Mortgage insurance, title insurance, and homeowners insurance. There’s a lot to learn about insurance if you’re a first-time home buyer.
Once you’re caught up on the differences between the types of insurance involved in the purchase, it’s time to start finding ways to save money on premiums.
There’s nothing you can do to lower your mortgage insurance premiums and yes, you can shop around for title insurance, but the best place to realize significant savings over the long haul is on homeowners insurance.
The average annual cost for homeowner’s insurance, nationwide, is “… $1,445 per year and $120 per month — but the cost of coverage varies significantly based on state laws, your home’s location, and the cost to rebuild,” according to the number crunchers at ValuePenguin.com.
One way to pay less for homeowners insurance is to buy a newly-constructed home. In fact, when it comes to premium discounts, “… more than 35%–goes to new construction owners,” according to CNBC’s Beth Braverman, citing the pros at the Insurance Information Institute.
All that newness, from the wiring and plumbing to the HVAC system and more, gives insurers the peace of mind that existing homes don’t bring.
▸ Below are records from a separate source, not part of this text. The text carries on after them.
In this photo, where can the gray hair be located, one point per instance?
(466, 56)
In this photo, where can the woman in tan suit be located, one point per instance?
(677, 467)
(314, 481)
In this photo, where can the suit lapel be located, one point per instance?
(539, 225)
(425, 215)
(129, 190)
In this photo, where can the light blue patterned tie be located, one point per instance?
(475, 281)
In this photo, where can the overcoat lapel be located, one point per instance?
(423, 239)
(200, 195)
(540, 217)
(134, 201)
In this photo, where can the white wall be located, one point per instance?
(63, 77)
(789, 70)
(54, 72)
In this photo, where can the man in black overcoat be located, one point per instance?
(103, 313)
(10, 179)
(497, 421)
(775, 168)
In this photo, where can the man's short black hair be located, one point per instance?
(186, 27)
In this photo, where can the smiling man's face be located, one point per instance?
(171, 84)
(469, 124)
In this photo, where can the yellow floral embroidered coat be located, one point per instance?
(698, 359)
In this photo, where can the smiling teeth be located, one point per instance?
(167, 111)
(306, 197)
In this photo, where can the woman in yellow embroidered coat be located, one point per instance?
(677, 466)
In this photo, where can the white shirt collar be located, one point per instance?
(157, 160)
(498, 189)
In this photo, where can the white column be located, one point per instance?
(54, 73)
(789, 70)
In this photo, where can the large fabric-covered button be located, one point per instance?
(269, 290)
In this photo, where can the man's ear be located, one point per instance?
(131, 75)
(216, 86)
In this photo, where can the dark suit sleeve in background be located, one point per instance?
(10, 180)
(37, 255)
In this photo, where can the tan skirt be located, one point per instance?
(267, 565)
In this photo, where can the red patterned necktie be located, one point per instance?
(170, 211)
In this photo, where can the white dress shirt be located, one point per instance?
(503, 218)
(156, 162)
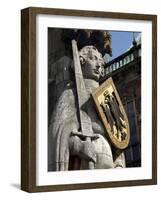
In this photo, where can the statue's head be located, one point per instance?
(92, 63)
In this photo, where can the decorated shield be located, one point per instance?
(112, 114)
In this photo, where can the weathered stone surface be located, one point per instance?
(65, 121)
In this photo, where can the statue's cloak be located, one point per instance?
(63, 122)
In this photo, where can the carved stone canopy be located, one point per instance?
(99, 38)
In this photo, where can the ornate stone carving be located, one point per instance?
(65, 128)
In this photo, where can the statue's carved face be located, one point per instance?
(92, 64)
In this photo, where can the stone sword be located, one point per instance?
(82, 98)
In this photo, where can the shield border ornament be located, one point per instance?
(96, 97)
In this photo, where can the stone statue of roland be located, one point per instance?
(70, 151)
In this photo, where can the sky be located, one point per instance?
(121, 41)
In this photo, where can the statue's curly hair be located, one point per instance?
(87, 51)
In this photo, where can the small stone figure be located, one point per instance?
(71, 150)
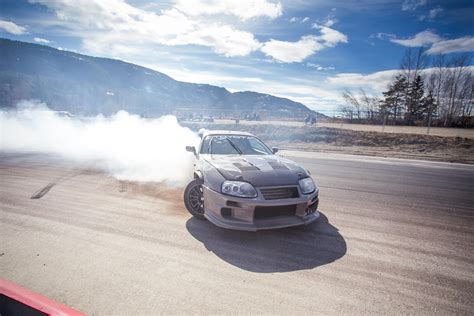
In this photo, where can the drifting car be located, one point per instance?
(239, 183)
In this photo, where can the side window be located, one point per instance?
(257, 146)
(205, 145)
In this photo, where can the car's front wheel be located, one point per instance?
(194, 198)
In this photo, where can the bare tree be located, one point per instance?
(457, 88)
(370, 104)
(352, 103)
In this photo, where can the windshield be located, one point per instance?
(233, 145)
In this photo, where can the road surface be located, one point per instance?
(395, 237)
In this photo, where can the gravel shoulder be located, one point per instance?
(395, 238)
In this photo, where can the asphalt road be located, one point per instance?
(395, 237)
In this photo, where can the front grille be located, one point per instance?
(279, 193)
(262, 212)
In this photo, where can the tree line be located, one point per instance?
(436, 92)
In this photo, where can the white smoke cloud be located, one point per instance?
(127, 146)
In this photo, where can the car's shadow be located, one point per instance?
(280, 250)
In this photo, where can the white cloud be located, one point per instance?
(12, 28)
(432, 14)
(463, 44)
(289, 52)
(376, 82)
(435, 12)
(421, 39)
(330, 22)
(412, 5)
(115, 26)
(244, 10)
(319, 67)
(41, 40)
(331, 37)
(437, 43)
Braverman goes on to suggest that “… you may be able to shave off more than 19% by bundling your home and auto policies with the same insurer.”
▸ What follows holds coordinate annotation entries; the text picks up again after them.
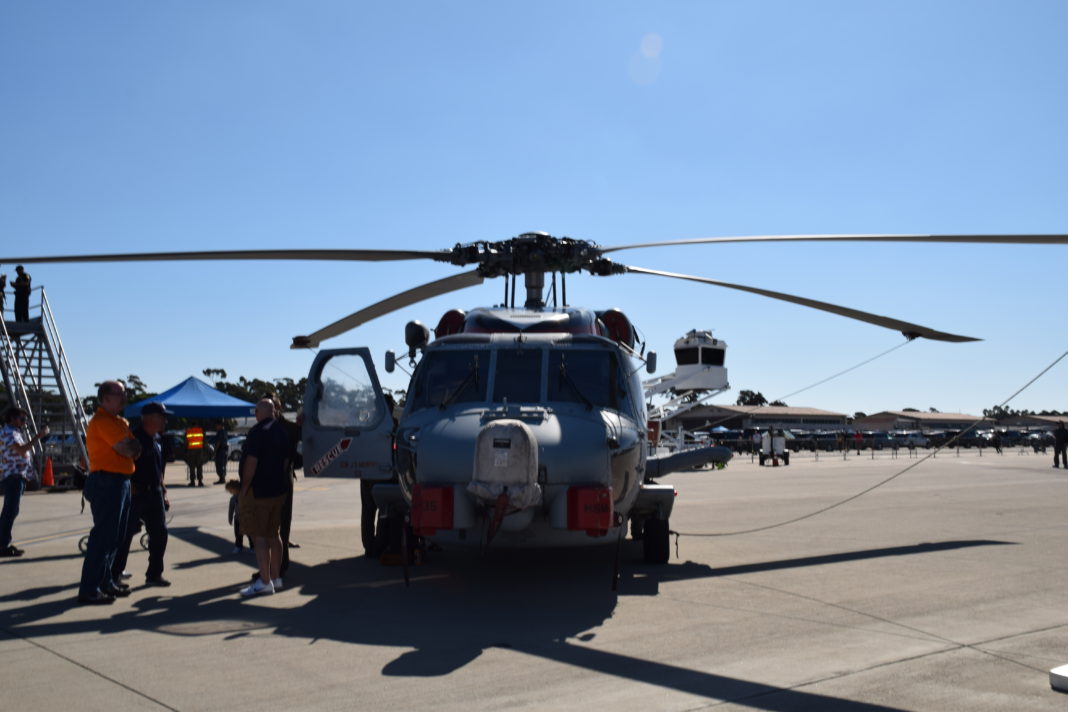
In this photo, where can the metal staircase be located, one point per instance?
(37, 379)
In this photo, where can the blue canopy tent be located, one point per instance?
(194, 398)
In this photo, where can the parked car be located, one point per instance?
(910, 439)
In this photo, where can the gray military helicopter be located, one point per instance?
(524, 425)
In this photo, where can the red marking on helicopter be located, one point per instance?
(331, 455)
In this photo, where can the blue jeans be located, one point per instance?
(145, 507)
(109, 496)
(13, 488)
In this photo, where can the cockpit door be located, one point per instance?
(348, 429)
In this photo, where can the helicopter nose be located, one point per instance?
(505, 462)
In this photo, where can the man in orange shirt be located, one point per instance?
(112, 449)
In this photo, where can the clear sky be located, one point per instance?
(136, 126)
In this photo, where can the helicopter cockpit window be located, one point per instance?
(347, 396)
(587, 377)
(686, 357)
(450, 377)
(711, 357)
(518, 376)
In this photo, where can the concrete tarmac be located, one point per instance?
(945, 588)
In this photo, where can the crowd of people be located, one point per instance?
(126, 490)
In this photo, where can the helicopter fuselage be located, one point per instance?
(521, 427)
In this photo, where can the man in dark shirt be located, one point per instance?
(264, 470)
(148, 501)
(1061, 445)
(21, 286)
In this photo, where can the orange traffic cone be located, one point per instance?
(48, 479)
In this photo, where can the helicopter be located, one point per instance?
(524, 424)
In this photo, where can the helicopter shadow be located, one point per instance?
(542, 603)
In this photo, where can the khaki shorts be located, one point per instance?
(260, 517)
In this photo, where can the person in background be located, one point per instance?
(264, 473)
(112, 451)
(1061, 444)
(21, 287)
(16, 469)
(148, 501)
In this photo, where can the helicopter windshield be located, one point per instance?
(587, 377)
(348, 398)
(518, 376)
(450, 377)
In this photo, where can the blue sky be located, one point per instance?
(162, 126)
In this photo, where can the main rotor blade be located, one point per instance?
(988, 239)
(390, 304)
(332, 255)
(910, 330)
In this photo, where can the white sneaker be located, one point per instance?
(257, 588)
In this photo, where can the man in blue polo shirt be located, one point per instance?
(148, 501)
(264, 473)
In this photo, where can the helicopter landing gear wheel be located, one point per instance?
(656, 541)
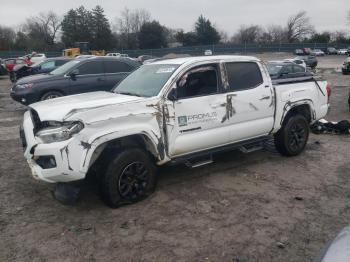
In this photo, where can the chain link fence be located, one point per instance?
(199, 50)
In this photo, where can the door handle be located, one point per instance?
(265, 98)
(218, 105)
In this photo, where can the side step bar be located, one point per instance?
(201, 161)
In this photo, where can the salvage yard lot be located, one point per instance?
(244, 207)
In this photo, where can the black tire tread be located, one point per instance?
(109, 180)
(280, 136)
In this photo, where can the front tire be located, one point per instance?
(130, 177)
(292, 138)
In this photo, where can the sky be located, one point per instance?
(227, 15)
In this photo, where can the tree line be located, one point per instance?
(136, 29)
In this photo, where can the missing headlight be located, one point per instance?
(58, 132)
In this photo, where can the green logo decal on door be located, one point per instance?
(182, 120)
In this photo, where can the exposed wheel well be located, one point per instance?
(303, 110)
(105, 151)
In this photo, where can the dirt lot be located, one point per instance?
(237, 209)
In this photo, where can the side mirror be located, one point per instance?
(74, 73)
(172, 96)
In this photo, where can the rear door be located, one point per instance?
(251, 100)
(116, 71)
(90, 78)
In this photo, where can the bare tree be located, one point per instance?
(277, 33)
(298, 27)
(247, 34)
(132, 20)
(224, 36)
(43, 28)
(7, 37)
(128, 26)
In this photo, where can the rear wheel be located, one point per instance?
(129, 178)
(291, 139)
(12, 77)
(51, 95)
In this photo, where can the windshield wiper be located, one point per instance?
(128, 94)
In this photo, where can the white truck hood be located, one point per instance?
(60, 109)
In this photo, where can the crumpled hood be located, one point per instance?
(60, 109)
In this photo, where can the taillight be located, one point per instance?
(329, 90)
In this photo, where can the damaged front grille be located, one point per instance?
(36, 120)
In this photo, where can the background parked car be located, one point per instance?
(11, 62)
(331, 51)
(297, 61)
(298, 52)
(346, 67)
(343, 51)
(74, 77)
(113, 54)
(310, 60)
(143, 58)
(317, 52)
(35, 58)
(45, 66)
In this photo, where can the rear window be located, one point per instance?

Here are some additional ways to save money on your homeowner’s insurance when buying a home.
1. Just say “NO!” to a McMansion
Your homeowner’s insurance premium isn’t based on the value of the home, but on the cost to rebuild it.
Obviously, then, since the cost decreases as the size gets smaller, it will cost more to insure a large home.
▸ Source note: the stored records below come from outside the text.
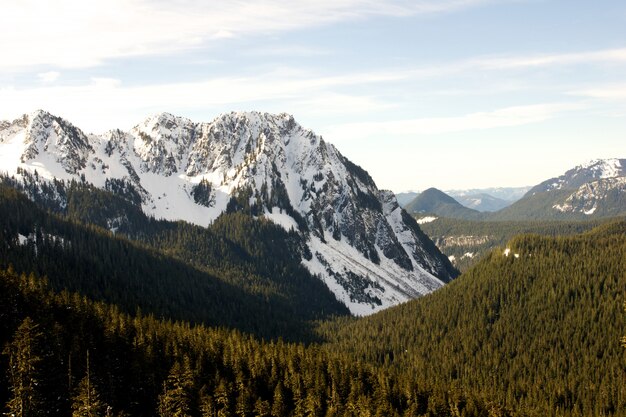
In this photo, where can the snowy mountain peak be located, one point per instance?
(360, 242)
(605, 168)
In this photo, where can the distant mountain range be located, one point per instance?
(352, 236)
(434, 201)
(480, 199)
(593, 190)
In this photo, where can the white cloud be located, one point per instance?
(543, 60)
(505, 117)
(79, 34)
(112, 104)
(611, 92)
(48, 77)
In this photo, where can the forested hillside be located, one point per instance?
(66, 355)
(241, 274)
(467, 241)
(537, 331)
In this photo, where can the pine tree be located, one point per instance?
(175, 400)
(87, 401)
(24, 360)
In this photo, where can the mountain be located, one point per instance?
(535, 327)
(465, 242)
(434, 201)
(592, 190)
(354, 237)
(511, 194)
(218, 276)
(406, 197)
(482, 202)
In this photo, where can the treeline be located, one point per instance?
(223, 283)
(66, 355)
(538, 332)
(457, 238)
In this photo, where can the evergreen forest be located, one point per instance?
(169, 319)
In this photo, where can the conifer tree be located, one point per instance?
(23, 373)
(175, 400)
(87, 401)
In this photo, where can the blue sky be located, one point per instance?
(444, 93)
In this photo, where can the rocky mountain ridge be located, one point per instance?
(361, 243)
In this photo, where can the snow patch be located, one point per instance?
(282, 219)
(426, 219)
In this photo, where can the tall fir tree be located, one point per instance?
(24, 373)
(175, 400)
(87, 401)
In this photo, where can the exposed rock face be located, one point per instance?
(360, 242)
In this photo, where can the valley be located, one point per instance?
(278, 280)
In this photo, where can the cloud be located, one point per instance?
(112, 104)
(544, 60)
(610, 92)
(505, 117)
(80, 34)
(48, 77)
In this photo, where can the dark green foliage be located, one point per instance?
(434, 201)
(537, 334)
(149, 367)
(242, 273)
(457, 237)
(24, 369)
(202, 193)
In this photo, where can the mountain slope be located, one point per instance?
(434, 201)
(359, 242)
(482, 202)
(592, 190)
(217, 281)
(535, 326)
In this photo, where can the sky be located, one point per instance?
(450, 94)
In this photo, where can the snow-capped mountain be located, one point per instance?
(366, 249)
(594, 189)
(597, 169)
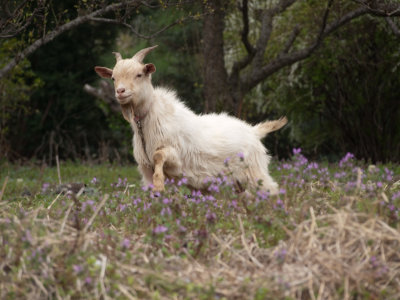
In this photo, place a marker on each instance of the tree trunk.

Of course, you’ll need to base your size needs on more than just insurance costs. But if you can get what you need in fewer square feet than that huge house you have your eye on, you will save money.
Keep in mind that the savings in this scenario won’t stop with your insurance premium. It costs less to maintain a small home and it costs far less to heat and cools it.
2. Safety features are worth their weight in gold (well, almost!)
Smoke detectors are the most prevalent basic safety feature in all homes, so don’t plan on getting a huge premium discount for them.
Go beyond the basics if you want to save some bigger bucks.
- If replacing the home’s roof, use fire-proof roofing materials (brick, stone, and concrete, for instance)
- Add a security system
- Install an in-home fire sprinkler system.
- Add deadbolt locks to all entry doors.
- Update “… your heating, plumbing and electrical systems to reduce the risk of fire and water damage.” (Insurance Information Institute)
Ask your agent how much you can save by performing any of the above upgrades.
3. Brainstorm with your insurance agent
Homeowners should speak with their insurance agents at least once a year to determine if their coverage is still adequate. Since you’re just starting out in home ownership, take the time to have a conversation now with your agent.
Find out what other discounts are available. For instance, will adding storm shutters or re-enforcing the roof lower your premium?
Discounts vary by the insurance company and by state. “For example, since retired people stay at home more than working people, they are less likely to be burglarized and may spot fires sooner, too,” according to the Insurance Information Institute.
“Retired people also have more time for maintaining their homes. If you’re at least 55 years old and retired, you may qualify for a discount of up to 10 percent at some companies,” they continue.
4. Protect your credit rating
Many first-time buyers that we’ve worked with were unaware that their credit rating helps determine their homeowner’s insurance premium.
The Insurance Information Institute recommends that you keep an eye on your credit information by checking it on a regular basis. Ensure that there aren’t any inaccuracies and disputes that exist.
Finally, shop around for homeowners insurance. It will pay off in a lower house payment.